Clarke in February 1795 entered the Royal Navy as a chaplain; and served, 1796-9, on board HMS Impetueux in the Channel fleet, under the command of captain John Willett Payne, by whom he was introduced to George, Prince of Wales. It was the end of his service afloat, after George appointed him his domestic chaplain and librarian. In 1806, Clarke took the degree of Bachelor of Laws at Cambridge, and in 1816 the further degree of Legum Doctor was conferred on him per literas regias. George had him made historiographer to the king on the death of Louis Dutens in 1812. He was also a Fellow of the Royal Society. From 1815 for a short period Clarke was in contact with Jane Austen about her novel-writing: they were introduced by Austen's friend the surgeon Charles Thomas Haden. Having shown Austen round the library at Carlton House in November, and arranged that George should have Emma dedicated to him, Clarke also made suggestions in correspondence for Austen's future writing. These she mocked in the satirical manuscript Plan of a Novel, according to Hints from Various Quarters, not published in her lifetime. Clarke was installed canon of Windsor, 19 May 1821; and was Deputy Clerk of the Closet to the king. The canonry came about by compromise between George IV and Robert Jenkinson, 2nd Earl of Liverpool the Prime Minister, in a clash over preferment for Charles Sumner. Under a deal struck, Sumner took on Clarke's royal appointments. Clarke died on 4 October 1834. . The parson is identified in the Oxford Dictionary of National Biography as Clarke: he was being 'punished' for setting up an assignation with a servant-girl. The incident at Petworth House was real, but the presence of George seems to be fictional.
Works
In 1798, Clarke published a volume of Sermons preached in the Western Squadron during its services off Brest, on board HM ship Impetueux. With John McArthur, a purser in the navy and secretary to Samuel Hood, 1st Viscount Hood at Toulon, he started the Naval Chronicle, a monthly magazine of naval history and biography, which ran for twenty years. In 1803 he published the first volume of The Progress of Maritime Discovery, which was not continued. He issued in 1805 Naufragia, or Historical Memoirs of Shipwrecks. Its subtitle "of the Providential Deliverance of Vessels" reflects its traditional content, harking back to James Janeway. In 1809, with McArthur, Clarke published his major work, the Life of Lord Nelson. It mixed official and private letters, and made questionable use of its sources. Robert Southey criticised it destructively in the Quarterly Review, a culmination of his literary feud with Clarke that led also to Southey writing his own Nelson biography.

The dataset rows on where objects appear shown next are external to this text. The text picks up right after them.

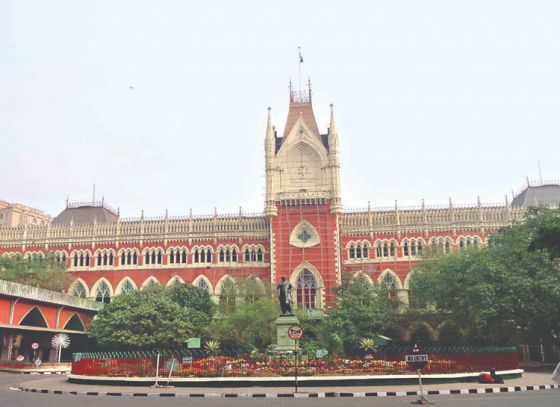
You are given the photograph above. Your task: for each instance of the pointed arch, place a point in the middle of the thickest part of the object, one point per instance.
(75, 323)
(364, 276)
(304, 235)
(149, 281)
(126, 285)
(220, 284)
(79, 288)
(383, 278)
(34, 317)
(102, 290)
(204, 283)
(407, 279)
(175, 279)
(318, 297)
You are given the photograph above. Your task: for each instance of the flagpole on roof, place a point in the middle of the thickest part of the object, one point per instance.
(299, 68)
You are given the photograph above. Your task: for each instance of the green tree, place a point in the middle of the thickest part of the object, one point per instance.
(38, 272)
(250, 325)
(503, 294)
(545, 225)
(362, 311)
(154, 318)
(197, 301)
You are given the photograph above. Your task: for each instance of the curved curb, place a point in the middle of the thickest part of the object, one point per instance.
(510, 389)
(288, 381)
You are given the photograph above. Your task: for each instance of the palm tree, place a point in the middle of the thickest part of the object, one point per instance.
(212, 347)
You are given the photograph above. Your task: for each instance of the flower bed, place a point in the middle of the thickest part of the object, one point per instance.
(268, 366)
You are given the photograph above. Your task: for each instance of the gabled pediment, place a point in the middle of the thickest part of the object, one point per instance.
(304, 235)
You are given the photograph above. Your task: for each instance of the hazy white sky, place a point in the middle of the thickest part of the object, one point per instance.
(163, 104)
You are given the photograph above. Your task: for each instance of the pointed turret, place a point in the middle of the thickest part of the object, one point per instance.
(333, 134)
(270, 147)
(269, 142)
(334, 163)
(301, 106)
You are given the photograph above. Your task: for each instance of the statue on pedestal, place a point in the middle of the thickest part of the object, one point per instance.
(285, 296)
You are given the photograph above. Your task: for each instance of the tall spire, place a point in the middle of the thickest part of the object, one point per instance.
(334, 163)
(269, 149)
(269, 142)
(332, 126)
(301, 106)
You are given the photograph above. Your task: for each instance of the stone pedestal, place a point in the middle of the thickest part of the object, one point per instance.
(283, 342)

In 1816, Clarke published a Life of King James II, from the Stuart MSS. in Carlton House. The work contains portions of the king's autobiography, the original of which is now lost; in the Dictionary of National Biography it was considered to be the work of Lewis Innes, where Clarke attributed it to his brother Thomas Innes. A modern scholarly view is that the work was written in two parts by different Jacobite courtiers, the first part being by John Caryll, the second by William Dicconson. David Nairne assisted Caryll. Clarke also edited William Falconer's The Shipwreck, with life of the author and notes, which ran to several editions, and Lord Clarendon's Essays.